EXPLAINER: Beijing 2022 Winter Olympics and some options


The U.S. State Department says it’s talking with allies about China’s human rights record and how to handle next year’s Beijing Winter Olympics.

A department spokesman on Tuesday suggested that an Olympic boycott to protest China’s rights abuses was among the possibilities. But a senior official said later that a boycott has not yet been discussed.

Human rights groups are protesting China’s hosting of the games, which open on Feb. 4, 2022. They have urged a diplomatic or straight-up boycott to call attention to alleged Chinese abuses against Uyghurs, Tibetans, and residents of Hong Kong.

Activists are also reaching out to national Olympic committees, athletes, and sponsors after failing to get the Switzerland-based International Olympic Committee to move the games out of China.

Beijing is the first city to win the right to host both the Summer and Winter Olympics. The 2008 Beijing Olympics were held with the hope of improving human rights in the country.


President Thomas Bach says the IOC must stay out of politics, although it holds observer status at the United Nations and Bach has touted his own efforts to unite the two Koreas at the 2018 Winter Olympics in Pyeongchang, South Korea.

“We are not a super-world government where the IOC could solve or even address issues for which not the U.N. security council, no G7, no G20 has solutions,” Bach told a news conference last month. He has repeated the IOC must stay “neutral.”

China says “political motives” underlie any boycott effort.

“China firmly rejects the politicization of sports and opposes using human rights issues to interfere in other countries’ internal affairs,” foreign ministry spokesman Zhao Lijian said in March. He said an effort at a boycott “is doomed to failure.”


Activists met late last year with the IOC and asked the 2022 Olympics be moved. They also asked to see documents the IOC says it has in which China gave “assurances” about human rights conditions. Activists say the IOC has not produced the documents. The virtual meeting was headed by IOC member Juan Antonio Samaranch Jr. who oversees preparations for Beijing. His father was the long-time IOC president.

“We felt like the IOC were having a meeting with us, more so that they could say they were having a meeting with us rather than because they actually wanted to listen and act on anything that we had to say,” Gloria Montgomery, campaigns coordinator at the International Tibet Network, said in a recent briefing with other activists.

Frances Hui, director at We The Hongkongers, suggested a condescending tone from the IOC in the meeting.

“The first thing we heard is: ‘It’s a very complicated world’. And I asked again: How are you going to legitimatize a games that’s based in a country practicing genocide and murdering?

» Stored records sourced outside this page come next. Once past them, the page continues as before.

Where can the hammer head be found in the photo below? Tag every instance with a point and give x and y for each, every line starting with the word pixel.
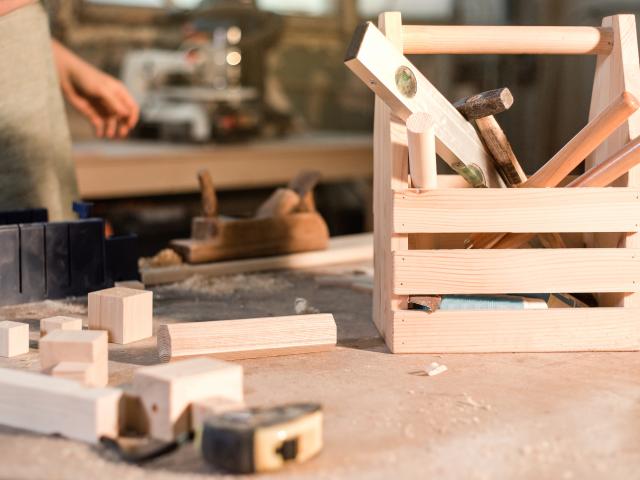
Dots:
pixel 484 104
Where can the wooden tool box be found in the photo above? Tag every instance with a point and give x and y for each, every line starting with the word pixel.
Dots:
pixel 414 253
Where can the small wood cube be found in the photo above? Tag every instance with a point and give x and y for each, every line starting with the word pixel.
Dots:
pixel 77 346
pixel 50 324
pixel 14 338
pixel 167 391
pixel 79 371
pixel 126 313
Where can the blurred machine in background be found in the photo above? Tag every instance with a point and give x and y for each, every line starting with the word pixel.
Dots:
pixel 202 90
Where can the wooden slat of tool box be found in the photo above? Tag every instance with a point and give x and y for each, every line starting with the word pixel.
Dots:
pixel 516 271
pixel 556 329
pixel 517 210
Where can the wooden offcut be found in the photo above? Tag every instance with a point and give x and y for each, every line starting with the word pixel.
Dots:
pixel 50 324
pixel 167 391
pixel 49 405
pixel 14 338
pixel 248 338
pixel 126 313
pixel 77 346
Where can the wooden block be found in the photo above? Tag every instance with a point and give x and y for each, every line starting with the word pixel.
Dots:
pixel 14 338
pixel 517 271
pixel 167 391
pixel 78 371
pixel 48 405
pixel 248 338
pixel 77 346
pixel 208 407
pixel 552 330
pixel 126 313
pixel 50 324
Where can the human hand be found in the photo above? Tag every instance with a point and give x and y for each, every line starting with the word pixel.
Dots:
pixel 101 98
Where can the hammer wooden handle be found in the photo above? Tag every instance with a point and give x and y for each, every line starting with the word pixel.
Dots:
pixel 422 151
pixel 601 175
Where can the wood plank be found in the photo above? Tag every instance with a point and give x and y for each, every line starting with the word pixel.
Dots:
pixel 248 338
pixel 517 210
pixel 617 72
pixel 379 65
pixel 128 169
pixel 503 39
pixel 343 249
pixel 391 172
pixel 433 272
pixel 552 330
pixel 49 405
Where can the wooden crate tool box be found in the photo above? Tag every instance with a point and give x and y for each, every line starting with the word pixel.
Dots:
pixel 417 232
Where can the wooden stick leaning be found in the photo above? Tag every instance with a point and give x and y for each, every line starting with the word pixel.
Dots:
pixel 601 175
pixel 572 154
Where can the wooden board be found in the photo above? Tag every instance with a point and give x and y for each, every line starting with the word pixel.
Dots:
pixel 517 271
pixel 343 249
pixel 517 210
pixel 617 72
pixel 255 237
pixel 552 330
pixel 49 405
pixel 377 63
pixel 505 39
pixel 390 159
pixel 248 338
pixel 128 169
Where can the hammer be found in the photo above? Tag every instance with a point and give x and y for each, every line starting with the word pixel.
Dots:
pixel 482 108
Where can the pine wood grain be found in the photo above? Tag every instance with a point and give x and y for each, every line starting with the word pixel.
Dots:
pixel 49 405
pixel 523 210
pixel 248 338
pixel 516 40
pixel 552 330
pixel 516 271
pixel 376 62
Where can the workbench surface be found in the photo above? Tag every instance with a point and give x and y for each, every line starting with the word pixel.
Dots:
pixel 532 416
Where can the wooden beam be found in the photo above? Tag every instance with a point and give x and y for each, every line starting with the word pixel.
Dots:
pixel 49 405
pixel 344 249
pixel 405 90
pixel 552 330
pixel 499 40
pixel 427 272
pixel 248 338
pixel 523 210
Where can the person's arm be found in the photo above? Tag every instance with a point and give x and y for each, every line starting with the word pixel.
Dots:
pixel 101 98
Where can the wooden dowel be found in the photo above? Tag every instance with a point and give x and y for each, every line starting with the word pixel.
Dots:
pixel 422 151
pixel 601 175
pixel 517 40
pixel 570 156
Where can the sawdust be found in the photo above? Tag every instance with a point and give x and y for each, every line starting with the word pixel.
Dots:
pixel 226 285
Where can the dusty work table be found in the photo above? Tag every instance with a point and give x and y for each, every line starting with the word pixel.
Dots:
pixel 108 169
pixel 489 416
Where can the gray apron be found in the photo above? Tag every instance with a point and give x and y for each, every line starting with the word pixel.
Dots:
pixel 36 168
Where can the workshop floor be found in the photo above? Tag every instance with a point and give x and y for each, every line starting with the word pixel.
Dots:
pixel 558 416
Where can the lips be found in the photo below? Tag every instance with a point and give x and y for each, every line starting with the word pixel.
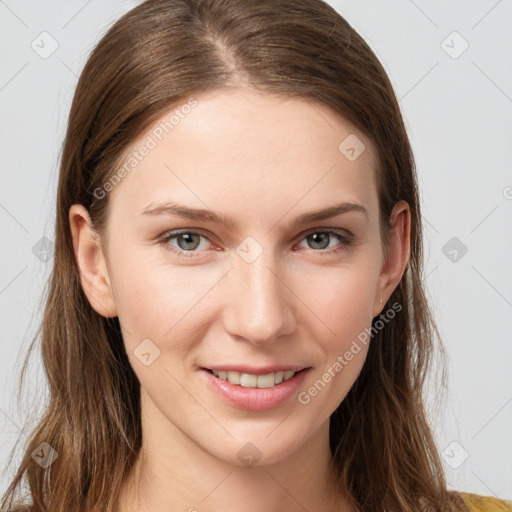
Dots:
pixel 253 370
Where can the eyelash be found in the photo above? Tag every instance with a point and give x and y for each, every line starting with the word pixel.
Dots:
pixel 346 241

Again the reply to me was it’s a complex world.”


Activists are talking about softer forms of a boycott, but have not ruled out the kind of boycott led by the United States in the 1980 Moscow Olympics; 65 countries stayed away, including China, and 80 participated.

“I think a diplomatic boycott would be very much welcomed by all of our communities. We have been looking towards accountability, and that is definitely part of that path toward accountability,” said Zumretay Arkin, spokeswoman for the World Uyghur Congress.

“Of course the athletes, it’s unfair to them. But athletes also have a conscience, an opinion of their own,” she added.


Bach, who won a gold medal in fencing in the 1976 Games, was deprived of going to Moscow in 1980 as a member of the West German team. He opposes a boycott, which would also severely hurt the IOC finances and its image.

The IOC earns 91% of its revenue from selling broadcast rights and sponsorships and has seen its income stalled by the postponed Tokyo Olympics.

The United States Olympic and Paralympic Committee has also questioned the effectiveness of boycotts.

But it’s one of the few leverage points activists have.

“Before we called for a boycott, we hoped that the IOC could strip China of hosting the Olympics, but they didn’t want to do that,” said Teng Biao, an exiled Chinese human-rights lawyer and activist. “I think the Olympics is a thing the Beijing government cares very much about. We should not give up that chance.”

Teng also welcomed athletes and other participants to protest if the Olympics take place — with social media posts, by wearing descriptive t-shirts, or by skipping the opening ceremony.

“In terms of the people in Tibet, Uyghurs, Chinese people living in China, I don’t encourage them to protest because the Chinese government has been increasingly brutal. I don’t want them to take a risk to protest during the Olympics,” Teng said.

Several activists cautioned that even athletes and other participants from abroad could be arrested in China under a far-reaching national security law.

“When we call for a boycott, it has to be a coordinated boycott led by democratic countries who are now accepting that the genocide that is happening,” said Dorjee Tseten, executive director at Students for a Free Tibet. “If we don’t stand now, it will be impossible to make China accountable.”